Mandingo Osceola Tshaka
Mandingo Osceola Tshaka (QNS/File)

Former Queens Community Board 11 member and Bayside civic leader Mandingo Osceola Tshaka passed away May 10, just two days before his 91st birthday, at Hillside Manor Nursing Home in Jamaica.

In addition to serving for 17 years on the community board, Tshaka served as president of his civic association, Bayside Clear Spring, as well as co-chair of the Olde Towne of Flushing Burial Ground Conservancy.

During his time on the board, Tshaka fought to rid the streets of drug dealers; establish a playground behind M.S. 158 on Oceania Street; and lift the area surrounding his Bell Boulevard home south of Northern Boulevard out of the poverty designation in which the government had placed it.

In 2014, with assistance from friend Merle English, Tshaka published a memoir detailing his life.
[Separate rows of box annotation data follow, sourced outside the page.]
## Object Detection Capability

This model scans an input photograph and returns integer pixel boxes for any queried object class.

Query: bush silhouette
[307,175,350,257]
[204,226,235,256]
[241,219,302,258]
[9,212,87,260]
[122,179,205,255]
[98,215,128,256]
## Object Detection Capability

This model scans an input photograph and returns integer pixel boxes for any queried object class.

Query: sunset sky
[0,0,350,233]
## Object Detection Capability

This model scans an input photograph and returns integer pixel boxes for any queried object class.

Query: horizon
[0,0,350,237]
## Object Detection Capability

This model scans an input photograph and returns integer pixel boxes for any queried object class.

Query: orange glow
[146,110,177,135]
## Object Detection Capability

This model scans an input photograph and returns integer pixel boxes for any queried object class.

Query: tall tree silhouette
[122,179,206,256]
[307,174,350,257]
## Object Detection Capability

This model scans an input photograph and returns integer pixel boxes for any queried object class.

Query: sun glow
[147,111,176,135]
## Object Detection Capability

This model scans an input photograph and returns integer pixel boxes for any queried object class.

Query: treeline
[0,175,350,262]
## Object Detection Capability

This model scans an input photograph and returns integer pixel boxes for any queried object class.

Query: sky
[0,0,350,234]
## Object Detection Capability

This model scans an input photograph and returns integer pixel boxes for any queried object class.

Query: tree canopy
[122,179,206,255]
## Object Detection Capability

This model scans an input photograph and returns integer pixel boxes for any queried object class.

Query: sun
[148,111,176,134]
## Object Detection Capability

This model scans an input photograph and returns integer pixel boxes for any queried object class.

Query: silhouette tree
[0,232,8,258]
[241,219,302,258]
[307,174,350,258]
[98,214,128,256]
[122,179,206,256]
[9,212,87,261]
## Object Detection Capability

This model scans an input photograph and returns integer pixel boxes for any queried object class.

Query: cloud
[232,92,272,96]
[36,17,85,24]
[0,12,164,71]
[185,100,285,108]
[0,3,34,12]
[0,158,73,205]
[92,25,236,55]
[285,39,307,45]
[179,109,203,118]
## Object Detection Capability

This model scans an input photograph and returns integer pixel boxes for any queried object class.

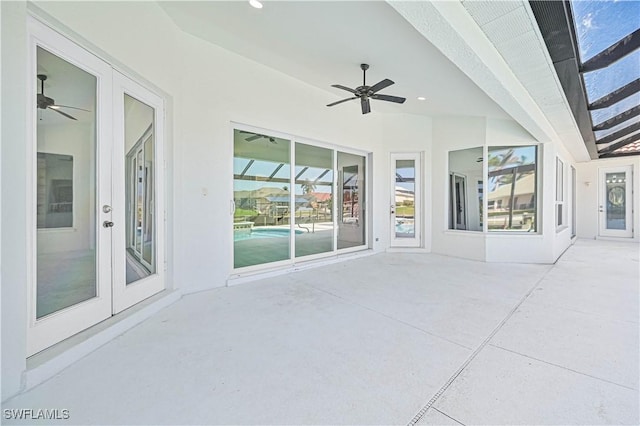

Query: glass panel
[295,143,334,257]
[449,147,484,231]
[605,172,627,229]
[571,0,640,62]
[37,152,73,229]
[124,94,156,285]
[394,160,416,238]
[33,47,97,318]
[233,130,292,268]
[487,146,537,232]
[338,152,365,249]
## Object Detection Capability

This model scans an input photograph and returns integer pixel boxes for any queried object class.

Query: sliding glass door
[233,130,292,268]
[233,129,366,269]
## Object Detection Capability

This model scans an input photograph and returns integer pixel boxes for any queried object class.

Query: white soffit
[158,1,510,119]
[462,0,590,161]
[390,0,589,160]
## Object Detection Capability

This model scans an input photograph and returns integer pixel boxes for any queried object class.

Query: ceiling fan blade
[49,105,91,112]
[331,84,356,93]
[49,107,78,121]
[371,95,407,104]
[327,96,358,106]
[369,78,394,93]
[360,96,371,114]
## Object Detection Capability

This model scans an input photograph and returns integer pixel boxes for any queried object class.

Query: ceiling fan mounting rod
[360,64,369,87]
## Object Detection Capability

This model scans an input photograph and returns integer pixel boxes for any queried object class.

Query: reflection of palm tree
[300,180,316,194]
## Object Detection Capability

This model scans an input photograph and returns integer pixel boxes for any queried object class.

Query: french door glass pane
[124,94,156,284]
[33,47,97,318]
[605,172,627,229]
[394,160,416,238]
[295,143,334,257]
[338,151,365,249]
[233,129,292,268]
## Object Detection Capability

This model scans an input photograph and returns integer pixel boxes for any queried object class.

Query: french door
[27,19,164,355]
[390,153,422,247]
[598,166,633,238]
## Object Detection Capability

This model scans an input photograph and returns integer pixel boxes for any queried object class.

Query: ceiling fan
[240,130,278,145]
[327,64,406,114]
[37,74,90,120]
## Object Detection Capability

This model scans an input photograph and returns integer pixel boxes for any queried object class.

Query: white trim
[25,16,112,356]
[598,165,634,238]
[112,70,165,314]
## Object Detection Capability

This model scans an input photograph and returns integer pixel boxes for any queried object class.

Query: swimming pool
[233,228,303,241]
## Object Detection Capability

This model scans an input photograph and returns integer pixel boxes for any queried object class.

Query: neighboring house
[0,0,640,400]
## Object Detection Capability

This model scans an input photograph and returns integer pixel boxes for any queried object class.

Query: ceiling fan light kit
[327,64,406,114]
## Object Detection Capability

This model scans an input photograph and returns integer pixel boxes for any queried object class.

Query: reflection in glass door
[599,166,633,238]
[391,153,421,247]
[124,94,155,284]
[27,19,111,355]
[337,151,366,250]
[233,129,292,268]
[293,143,334,257]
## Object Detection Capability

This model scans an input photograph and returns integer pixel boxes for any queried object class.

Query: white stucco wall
[0,2,640,399]
[0,2,27,399]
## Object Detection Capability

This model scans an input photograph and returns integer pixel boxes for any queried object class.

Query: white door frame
[389,152,422,248]
[598,166,633,238]
[26,17,112,355]
[113,70,165,314]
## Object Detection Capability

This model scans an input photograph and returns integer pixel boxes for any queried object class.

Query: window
[487,146,538,232]
[233,129,366,269]
[449,147,484,231]
[556,158,565,227]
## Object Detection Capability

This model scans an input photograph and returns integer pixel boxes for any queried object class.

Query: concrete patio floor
[3,240,640,425]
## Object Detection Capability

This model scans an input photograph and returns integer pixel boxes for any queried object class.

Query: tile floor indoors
[3,240,640,425]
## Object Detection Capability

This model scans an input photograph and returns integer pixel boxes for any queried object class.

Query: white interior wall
[576,157,640,242]
[37,122,95,254]
[0,2,27,400]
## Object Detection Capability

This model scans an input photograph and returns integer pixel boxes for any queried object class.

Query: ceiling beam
[593,105,640,131]
[589,78,640,110]
[580,28,640,73]
[599,133,640,158]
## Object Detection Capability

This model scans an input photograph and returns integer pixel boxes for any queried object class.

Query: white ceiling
[158,1,509,118]
[36,48,96,125]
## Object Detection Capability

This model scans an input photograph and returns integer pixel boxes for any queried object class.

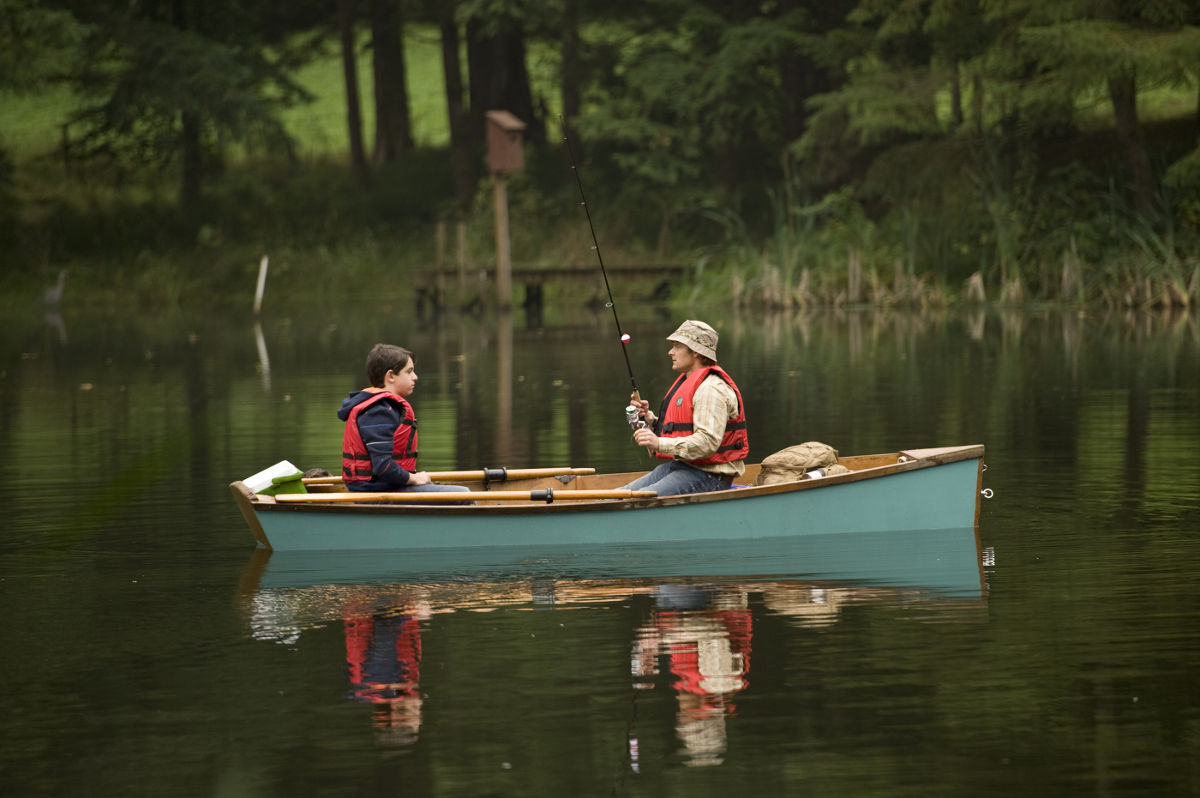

Titled “Mandingo Osceola Tshaka: Fearless,” the nearly 300-page memoir detailed his early life being raised by his grandmother in Bayside, his rise to musical fame as a singer for the doo-wop group The Ink Spots and his return to Queens, where he became a driving force for many community projects.

Throughout his lengthy career serving the community, one of his biggest accomplishments was getting the federal government to admit that slave labor was used to build the White House. According to him, this fact had been hidden in American history for a long time.

During his time chairing Olde Town of Flushing Burial Ground Conservancy, Tshaka dedicated many years to get the 19th-century cemetery the dignity and respect he felt it deserved. Up to 1,000 people have been buried there.

Queens Memory, the digital archives program at Queens Public Library, remembered Tshaka’s extensive activism for work and with the burial ground.

Tshaka’s Bayside home on 46th Avenue has belonged to his family for over a century. He referred to himself as “Bayside’s One of a Kind.”